An impending rule change by the Spanish government could compel Spain’s banks to lower the prices of the repossessed properties they snapped up during the recent recessions.
On October 1, a new law will be introduced by the Bank of Spain designed to force banks to reduce their exposure to real estate in the country…
Between the tough recession years of 2008 and 2012, Spanish banks became the country’s largest landlords as a growing number of mortgage holders were forced to give up their homes as they were unable to keep up repayments.
A number of banks also began purchasing unfinished and incomplete properties at knock-down prices from developers facing the prospect of bankruptcy.
This led to price suppressions across the country as banks sought to offload these assets from their books. However, since prices have largely recovered throughout Spain, many banks have followed suit and priced their assets at market rates.
However, the Bank of Spain wants to see Spanish banking institutions distance themselves from the real estate market, and allow the sector to become more independent of the industry. This, believe many property experts, could trigger a rush of low-price offers as the Spanish banking regulator turns the screw – the surest way to increase property sales in the sector is to lower prices.
“If the banks are forced to increase their write-offs,” said Spanish Property Insight founder Mark Stucklin, “that gives them more room to lower prices.

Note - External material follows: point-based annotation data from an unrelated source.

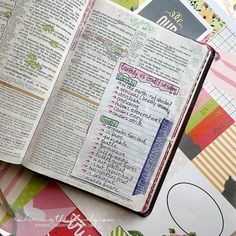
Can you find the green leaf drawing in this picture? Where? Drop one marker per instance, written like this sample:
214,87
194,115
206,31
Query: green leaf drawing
135,233
31,61
53,44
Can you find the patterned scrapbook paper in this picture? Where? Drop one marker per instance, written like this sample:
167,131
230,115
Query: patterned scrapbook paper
40,206
209,15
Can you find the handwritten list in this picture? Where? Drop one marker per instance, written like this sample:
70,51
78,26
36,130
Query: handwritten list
129,132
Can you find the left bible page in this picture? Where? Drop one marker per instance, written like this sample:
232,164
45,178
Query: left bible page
35,37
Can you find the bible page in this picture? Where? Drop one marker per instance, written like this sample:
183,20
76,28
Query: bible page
35,37
111,34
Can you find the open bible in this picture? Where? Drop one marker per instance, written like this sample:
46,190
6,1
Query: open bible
95,96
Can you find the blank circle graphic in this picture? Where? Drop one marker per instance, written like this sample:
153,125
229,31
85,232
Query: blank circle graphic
194,210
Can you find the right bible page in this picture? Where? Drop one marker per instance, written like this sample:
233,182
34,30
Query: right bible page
112,36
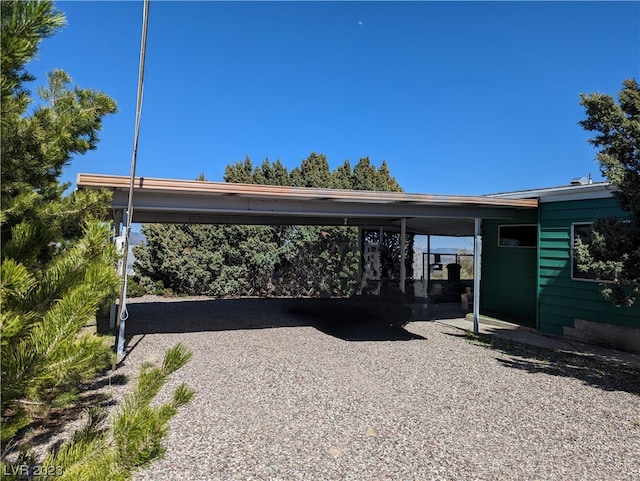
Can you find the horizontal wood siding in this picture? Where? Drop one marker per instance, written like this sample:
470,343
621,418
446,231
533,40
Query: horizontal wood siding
561,299
508,284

“The troubled real estate exposure of Spanish banks has risen every year since the crisis started, despite huge write-offs each year, rising to a total of €84 billion at the end of 2015.”
Consumers are likely to be buoyed by the news. Property prices in Spain have generally stabilised and, in many of the more popular places, begun to rise, so a raft of cut-price homes hitting the market could deliver something of a boost for the industry, and plenty of one-off bargains for home hunters.